Spicy Arrabiata Sauce

This is called the “angry sauce” because of the chile pepper flakes added to the sauce. Very similar to a marinara sauce but with some heat. Not a pasta dish I would serve just anyone as you need to love a “kick”. Nice change from a traditional red sauce.

Spicy Arrabiata Sauce

  • 2 tbsp. of EVOO
  • 1 small yellow or red onion, diced (to taste)
  • 4 or more garlic cloves, minced
  • 2-4 tsp. red pepper flakes (whatever you can handle)
  • 2 tbsp. tomato paste
  • (2) 28 oz. whole peeled tomatoes, preferably San Marzano
  • oregano (to taste) I added 1-1/2 tsp. dried, of course fresh would be better
  • basil leaves, chopped – fresh is a must (to taste)
  • kosher salt and freshly ground pepper to taste
  • I like to add a little sugar (optional)
  • use a penne pasta with ridges or what I used, a wonderful artisanal pasta (take a look at the pictures) you want the sauce to “hug” the pasta (save some of the pasta water in case you need to thin the sauce)
  • Parmigiana Reggiano  to garnish

Heat your oil in a large saucepan. Add the onions and saute for 5 minutes until tender; add the minced garlic and cook another minute. Stir in the red pepper flakes and cook a few minutes.
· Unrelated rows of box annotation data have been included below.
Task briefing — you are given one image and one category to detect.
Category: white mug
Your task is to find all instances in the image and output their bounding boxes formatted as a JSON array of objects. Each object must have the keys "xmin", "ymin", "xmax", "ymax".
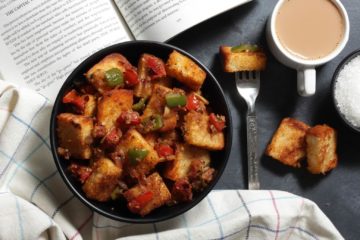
[{"xmin": 266, "ymin": 0, "xmax": 350, "ymax": 96}]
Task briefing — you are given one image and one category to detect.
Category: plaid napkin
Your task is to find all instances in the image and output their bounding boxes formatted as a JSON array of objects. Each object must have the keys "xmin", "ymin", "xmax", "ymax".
[{"xmin": 0, "ymin": 81, "xmax": 343, "ymax": 239}]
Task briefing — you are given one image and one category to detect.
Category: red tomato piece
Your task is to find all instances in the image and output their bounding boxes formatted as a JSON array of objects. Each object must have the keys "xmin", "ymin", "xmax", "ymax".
[
  {"xmin": 68, "ymin": 163, "xmax": 92, "ymax": 183},
  {"xmin": 103, "ymin": 128, "xmax": 121, "ymax": 148},
  {"xmin": 209, "ymin": 113, "xmax": 225, "ymax": 132},
  {"xmin": 146, "ymin": 56, "xmax": 166, "ymax": 80},
  {"xmin": 128, "ymin": 191, "xmax": 154, "ymax": 212},
  {"xmin": 116, "ymin": 111, "xmax": 141, "ymax": 126},
  {"xmin": 185, "ymin": 93, "xmax": 200, "ymax": 111},
  {"xmin": 124, "ymin": 68, "xmax": 140, "ymax": 86},
  {"xmin": 155, "ymin": 144, "xmax": 174, "ymax": 157},
  {"xmin": 62, "ymin": 89, "xmax": 85, "ymax": 111}
]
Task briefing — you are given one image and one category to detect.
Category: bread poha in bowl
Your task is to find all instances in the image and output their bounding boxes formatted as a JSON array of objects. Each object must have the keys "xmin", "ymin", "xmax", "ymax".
[{"xmin": 50, "ymin": 41, "xmax": 232, "ymax": 223}]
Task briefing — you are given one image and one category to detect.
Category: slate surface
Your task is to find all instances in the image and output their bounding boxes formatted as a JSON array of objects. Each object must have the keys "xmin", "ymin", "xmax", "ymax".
[{"xmin": 169, "ymin": 0, "xmax": 360, "ymax": 239}]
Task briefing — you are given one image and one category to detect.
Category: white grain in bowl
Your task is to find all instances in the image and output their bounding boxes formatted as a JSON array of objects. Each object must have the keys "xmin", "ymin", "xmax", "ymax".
[{"xmin": 334, "ymin": 55, "xmax": 360, "ymax": 128}]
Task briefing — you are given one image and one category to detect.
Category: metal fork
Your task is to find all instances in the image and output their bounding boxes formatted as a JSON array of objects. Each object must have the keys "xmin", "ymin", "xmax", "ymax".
[{"xmin": 235, "ymin": 71, "xmax": 260, "ymax": 190}]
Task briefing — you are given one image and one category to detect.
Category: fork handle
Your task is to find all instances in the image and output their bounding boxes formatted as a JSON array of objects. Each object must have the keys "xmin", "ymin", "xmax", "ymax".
[{"xmin": 246, "ymin": 112, "xmax": 260, "ymax": 190}]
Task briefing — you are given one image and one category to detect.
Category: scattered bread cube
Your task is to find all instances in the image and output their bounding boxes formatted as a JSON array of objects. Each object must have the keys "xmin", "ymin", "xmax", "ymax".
[
  {"xmin": 220, "ymin": 46, "xmax": 266, "ymax": 72},
  {"xmin": 141, "ymin": 84, "xmax": 172, "ymax": 119},
  {"xmin": 85, "ymin": 53, "xmax": 134, "ymax": 93},
  {"xmin": 266, "ymin": 118, "xmax": 309, "ymax": 167},
  {"xmin": 56, "ymin": 113, "xmax": 94, "ymax": 159},
  {"xmin": 97, "ymin": 89, "xmax": 133, "ymax": 131},
  {"xmin": 183, "ymin": 111, "xmax": 225, "ymax": 150},
  {"xmin": 118, "ymin": 129, "xmax": 160, "ymax": 177},
  {"xmin": 166, "ymin": 50, "xmax": 206, "ymax": 91},
  {"xmin": 164, "ymin": 144, "xmax": 210, "ymax": 181},
  {"xmin": 124, "ymin": 172, "xmax": 171, "ymax": 216},
  {"xmin": 81, "ymin": 94, "xmax": 96, "ymax": 117},
  {"xmin": 306, "ymin": 124, "xmax": 338, "ymax": 174},
  {"xmin": 82, "ymin": 157, "xmax": 122, "ymax": 202},
  {"xmin": 134, "ymin": 54, "xmax": 171, "ymax": 98}
]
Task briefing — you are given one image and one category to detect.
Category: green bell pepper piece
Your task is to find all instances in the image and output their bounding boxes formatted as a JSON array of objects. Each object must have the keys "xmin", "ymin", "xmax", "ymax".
[
  {"xmin": 132, "ymin": 98, "xmax": 146, "ymax": 112},
  {"xmin": 105, "ymin": 68, "xmax": 124, "ymax": 87},
  {"xmin": 128, "ymin": 148, "xmax": 149, "ymax": 165},
  {"xmin": 165, "ymin": 93, "xmax": 186, "ymax": 108}
]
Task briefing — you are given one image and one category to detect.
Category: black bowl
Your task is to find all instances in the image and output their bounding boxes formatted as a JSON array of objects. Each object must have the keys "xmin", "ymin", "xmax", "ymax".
[
  {"xmin": 331, "ymin": 49, "xmax": 360, "ymax": 133},
  {"xmin": 50, "ymin": 41, "xmax": 232, "ymax": 223}
]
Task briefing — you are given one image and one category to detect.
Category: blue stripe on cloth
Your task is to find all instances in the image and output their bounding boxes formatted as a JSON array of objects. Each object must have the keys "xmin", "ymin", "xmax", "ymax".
[
  {"xmin": 236, "ymin": 191, "xmax": 252, "ymax": 240},
  {"xmin": 51, "ymin": 195, "xmax": 75, "ymax": 219},
  {"xmin": 251, "ymin": 224, "xmax": 318, "ymax": 240},
  {"xmin": 195, "ymin": 195, "xmax": 301, "ymax": 227},
  {"xmin": 0, "ymin": 99, "xmax": 47, "ymax": 178},
  {"xmin": 181, "ymin": 214, "xmax": 191, "ymax": 240},
  {"xmin": 11, "ymin": 114, "xmax": 51, "ymax": 150},
  {"xmin": 14, "ymin": 196, "xmax": 24, "ymax": 239},
  {"xmin": 206, "ymin": 197, "xmax": 224, "ymax": 238},
  {"xmin": 211, "ymin": 225, "xmax": 318, "ymax": 240},
  {"xmin": 30, "ymin": 170, "xmax": 57, "ymax": 202},
  {"xmin": 153, "ymin": 223, "xmax": 159, "ymax": 240},
  {"xmin": 269, "ymin": 191, "xmax": 280, "ymax": 240}
]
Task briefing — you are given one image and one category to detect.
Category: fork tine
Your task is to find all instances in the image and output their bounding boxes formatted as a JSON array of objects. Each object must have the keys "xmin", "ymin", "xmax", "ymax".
[{"xmin": 255, "ymin": 71, "xmax": 260, "ymax": 80}]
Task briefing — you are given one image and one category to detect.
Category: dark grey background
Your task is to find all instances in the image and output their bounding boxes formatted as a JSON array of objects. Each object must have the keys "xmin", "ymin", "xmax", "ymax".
[{"xmin": 169, "ymin": 0, "xmax": 360, "ymax": 239}]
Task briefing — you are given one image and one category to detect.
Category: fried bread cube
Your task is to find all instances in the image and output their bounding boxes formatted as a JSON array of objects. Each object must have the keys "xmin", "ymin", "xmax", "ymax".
[
  {"xmin": 306, "ymin": 124, "xmax": 338, "ymax": 174},
  {"xmin": 81, "ymin": 94, "xmax": 96, "ymax": 117},
  {"xmin": 220, "ymin": 46, "xmax": 266, "ymax": 72},
  {"xmin": 134, "ymin": 53, "xmax": 171, "ymax": 98},
  {"xmin": 118, "ymin": 129, "xmax": 160, "ymax": 178},
  {"xmin": 166, "ymin": 50, "xmax": 206, "ymax": 91},
  {"xmin": 164, "ymin": 144, "xmax": 210, "ymax": 181},
  {"xmin": 183, "ymin": 111, "xmax": 225, "ymax": 150},
  {"xmin": 85, "ymin": 53, "xmax": 135, "ymax": 93},
  {"xmin": 97, "ymin": 89, "xmax": 133, "ymax": 131},
  {"xmin": 124, "ymin": 172, "xmax": 171, "ymax": 216},
  {"xmin": 82, "ymin": 157, "xmax": 122, "ymax": 202},
  {"xmin": 141, "ymin": 84, "xmax": 172, "ymax": 119},
  {"xmin": 56, "ymin": 113, "xmax": 94, "ymax": 159},
  {"xmin": 266, "ymin": 118, "xmax": 309, "ymax": 167}
]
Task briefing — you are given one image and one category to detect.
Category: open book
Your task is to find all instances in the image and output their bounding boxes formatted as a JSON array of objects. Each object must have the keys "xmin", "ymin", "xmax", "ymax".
[{"xmin": 0, "ymin": 0, "xmax": 251, "ymax": 101}]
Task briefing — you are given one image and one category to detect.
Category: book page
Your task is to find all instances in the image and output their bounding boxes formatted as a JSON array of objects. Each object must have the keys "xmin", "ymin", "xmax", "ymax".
[
  {"xmin": 115, "ymin": 0, "xmax": 251, "ymax": 42},
  {"xmin": 0, "ymin": 0, "xmax": 130, "ymax": 101}
]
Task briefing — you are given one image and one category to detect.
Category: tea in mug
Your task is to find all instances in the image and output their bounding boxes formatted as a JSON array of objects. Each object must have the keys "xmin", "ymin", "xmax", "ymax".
[{"xmin": 275, "ymin": 0, "xmax": 345, "ymax": 60}]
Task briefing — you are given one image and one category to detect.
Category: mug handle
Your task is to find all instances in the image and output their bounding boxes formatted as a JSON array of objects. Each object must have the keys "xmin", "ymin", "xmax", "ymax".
[{"xmin": 297, "ymin": 68, "xmax": 316, "ymax": 97}]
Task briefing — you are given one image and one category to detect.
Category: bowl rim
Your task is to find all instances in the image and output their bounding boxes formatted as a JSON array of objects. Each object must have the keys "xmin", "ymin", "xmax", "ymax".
[
  {"xmin": 50, "ymin": 40, "xmax": 233, "ymax": 224},
  {"xmin": 331, "ymin": 49, "xmax": 360, "ymax": 133}
]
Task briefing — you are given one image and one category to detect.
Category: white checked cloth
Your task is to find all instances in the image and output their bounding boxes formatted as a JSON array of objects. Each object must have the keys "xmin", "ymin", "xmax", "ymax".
[{"xmin": 0, "ymin": 81, "xmax": 343, "ymax": 240}]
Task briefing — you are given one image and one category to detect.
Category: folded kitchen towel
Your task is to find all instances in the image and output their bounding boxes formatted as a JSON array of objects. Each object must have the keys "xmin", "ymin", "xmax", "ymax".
[{"xmin": 0, "ymin": 81, "xmax": 343, "ymax": 239}]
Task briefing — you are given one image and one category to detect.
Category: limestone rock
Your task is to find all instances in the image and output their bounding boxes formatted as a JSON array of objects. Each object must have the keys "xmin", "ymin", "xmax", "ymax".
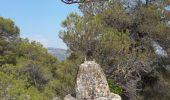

Then add the tomato paste to combine and stir  for a few minutes until it starts to turn a deep red. Add your tomatoes, stir and break each tomato apart with a wooden spoon. Season with salt and pepper and sugar (optional). I added the oregano now as it was dried; the fresh basil I will add before serving.

Cook for 20-30 minutes or until thickened and you’ve reached the consistency you like.

In the meantime cook your pasta until done (save some of the pasta water in case you need it to thin the sauce). I used a rustic (little pricey) pasta using whole wheat flour. Rustichella d’Abruzzo has the finest quality grains with mountain spring water. The pasta is extruded through bronze dies and then is slowly air-dried that holds a sauce beautifully.

Recipe by cookingwithauntjuju.com 

Even better the next day with a caesar salad and a glass of Merlot!